Excise on petrol, diesel cut by ₹10/litre to help oil firms; no change in prices for consumers

Excise on petrol, diesel cut by ₹10/litre to help oil firms; no change in prices for consumers


Long queues seen before petrol pumps in Belagavi. File

Long queues seen before petrol pumps in Belagavi. File
| Photo Credit: The Hindu

The Union government on Thursday reduced the Special Additional Excise Duty (SAED) on petrol and diesel by ₹10 per litre each, effectively bringong the duty on diesel to zero and on petrol to ₹3/litre. The move will not, however, translate into lower fuel prices for consumers.

Instead, the government said the duty cut — implemented through a notification by the Ministry of Finance — was aimed at reducing the fiscal hit that oil marketing companies are absorbing due to high and rising oil prices.

Significant fiscal impact

In response to a question from The Hindu at an inter-ministerial press briefing, Chairman of the Central Board of Indirect Taxes and Customs (CBIC) Vivek Chaturvedi said that the reduction in excise duty is expected to cost the exchequer ₹7,000 crore over the next fifteen days.

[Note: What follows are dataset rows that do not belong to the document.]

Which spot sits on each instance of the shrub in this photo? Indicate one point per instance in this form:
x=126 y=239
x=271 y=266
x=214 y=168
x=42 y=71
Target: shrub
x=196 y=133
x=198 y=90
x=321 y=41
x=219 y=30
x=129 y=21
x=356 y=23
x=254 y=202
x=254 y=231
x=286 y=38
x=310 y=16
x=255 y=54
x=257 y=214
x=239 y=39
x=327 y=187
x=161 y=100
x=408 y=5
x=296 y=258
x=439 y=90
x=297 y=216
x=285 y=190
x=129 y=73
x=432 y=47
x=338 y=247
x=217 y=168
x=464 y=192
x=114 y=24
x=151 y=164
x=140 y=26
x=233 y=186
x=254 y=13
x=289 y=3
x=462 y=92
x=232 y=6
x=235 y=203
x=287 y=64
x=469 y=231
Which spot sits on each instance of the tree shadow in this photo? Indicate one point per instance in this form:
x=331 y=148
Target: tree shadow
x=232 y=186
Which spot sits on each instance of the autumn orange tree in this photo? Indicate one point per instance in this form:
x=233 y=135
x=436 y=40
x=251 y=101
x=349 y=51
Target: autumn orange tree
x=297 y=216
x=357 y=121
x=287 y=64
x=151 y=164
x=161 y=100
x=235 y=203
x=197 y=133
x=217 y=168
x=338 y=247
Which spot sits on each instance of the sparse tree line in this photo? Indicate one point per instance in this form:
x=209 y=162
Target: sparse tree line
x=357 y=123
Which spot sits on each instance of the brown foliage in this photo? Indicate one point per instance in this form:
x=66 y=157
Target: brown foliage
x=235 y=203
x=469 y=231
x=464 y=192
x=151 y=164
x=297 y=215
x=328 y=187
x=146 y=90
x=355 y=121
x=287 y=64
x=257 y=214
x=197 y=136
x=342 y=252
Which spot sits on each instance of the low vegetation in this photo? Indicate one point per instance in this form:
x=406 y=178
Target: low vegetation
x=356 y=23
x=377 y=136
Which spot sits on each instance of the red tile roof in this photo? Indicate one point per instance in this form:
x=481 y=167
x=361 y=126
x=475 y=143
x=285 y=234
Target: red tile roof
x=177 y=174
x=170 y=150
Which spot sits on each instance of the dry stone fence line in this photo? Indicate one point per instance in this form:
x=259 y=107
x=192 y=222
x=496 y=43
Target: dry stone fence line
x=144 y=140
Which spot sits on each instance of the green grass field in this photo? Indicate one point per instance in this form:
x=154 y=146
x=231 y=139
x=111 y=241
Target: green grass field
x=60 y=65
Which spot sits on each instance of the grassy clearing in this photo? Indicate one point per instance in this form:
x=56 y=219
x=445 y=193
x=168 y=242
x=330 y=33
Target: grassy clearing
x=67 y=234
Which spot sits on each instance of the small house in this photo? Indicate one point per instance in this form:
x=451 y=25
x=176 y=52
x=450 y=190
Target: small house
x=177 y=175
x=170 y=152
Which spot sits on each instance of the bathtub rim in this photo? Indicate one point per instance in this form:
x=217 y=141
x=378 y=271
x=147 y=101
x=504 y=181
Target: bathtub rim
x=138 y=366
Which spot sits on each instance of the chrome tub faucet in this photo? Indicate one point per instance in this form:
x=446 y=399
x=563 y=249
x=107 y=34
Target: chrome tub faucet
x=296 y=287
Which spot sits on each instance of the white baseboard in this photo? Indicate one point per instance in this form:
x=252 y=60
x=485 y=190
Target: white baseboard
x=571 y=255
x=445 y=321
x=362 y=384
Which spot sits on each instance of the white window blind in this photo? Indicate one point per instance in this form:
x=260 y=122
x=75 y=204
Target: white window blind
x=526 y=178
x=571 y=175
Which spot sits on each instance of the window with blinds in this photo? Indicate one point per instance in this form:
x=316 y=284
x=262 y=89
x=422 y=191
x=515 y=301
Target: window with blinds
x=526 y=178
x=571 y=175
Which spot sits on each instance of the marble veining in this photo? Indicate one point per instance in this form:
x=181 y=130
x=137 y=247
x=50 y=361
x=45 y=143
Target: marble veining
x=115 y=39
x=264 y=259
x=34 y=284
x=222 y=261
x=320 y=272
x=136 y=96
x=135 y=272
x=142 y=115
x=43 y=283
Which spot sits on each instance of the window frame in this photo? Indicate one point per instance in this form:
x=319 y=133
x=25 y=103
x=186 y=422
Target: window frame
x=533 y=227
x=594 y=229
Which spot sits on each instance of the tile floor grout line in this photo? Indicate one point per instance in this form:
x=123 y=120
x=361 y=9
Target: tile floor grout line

“The excise reduction is not being passed on as a price cut at the pump,” the Ministry of Petroleum and Natural Gas said in a statement issued following the notification. “Instead, it directly reduces the under-recoveries being absorbed by public sector oil marketing companies (OMCs) — IOCL, BPCL, HPCL — who have continued to supply fuel to Indian consumers at prices well below their cost of supply.”

At the same time, the government hiked the export duties on diesel to ₹21.5 per litre, and on ATF to ₹29.5 per litre. Mr. Chaturvedi said the government expects to add ₹1,500 crore to the exchequer through these hikes, which would mitigate some of the impact of the excise duty cuts on domestic petrol and diesel. The net charge on Central revenues from all the changes will be ₹5,500 crore over 15 days, he added.

Unpredictable situation

The CBIC will review these rates on a fortnightly basis, based on import trends and observed revenue implications.

“The situation is dynamic; it is not business as usual where there is a certain predictability,” Mr. Chaturvedi said. “Any implication on that [revenues] will have to factor in the actual supplies of goods coming into the country. Even within a limited period of fortnight, the department will also have to look at supplies before coming up with a realistic implication as far the revenue is concerned.”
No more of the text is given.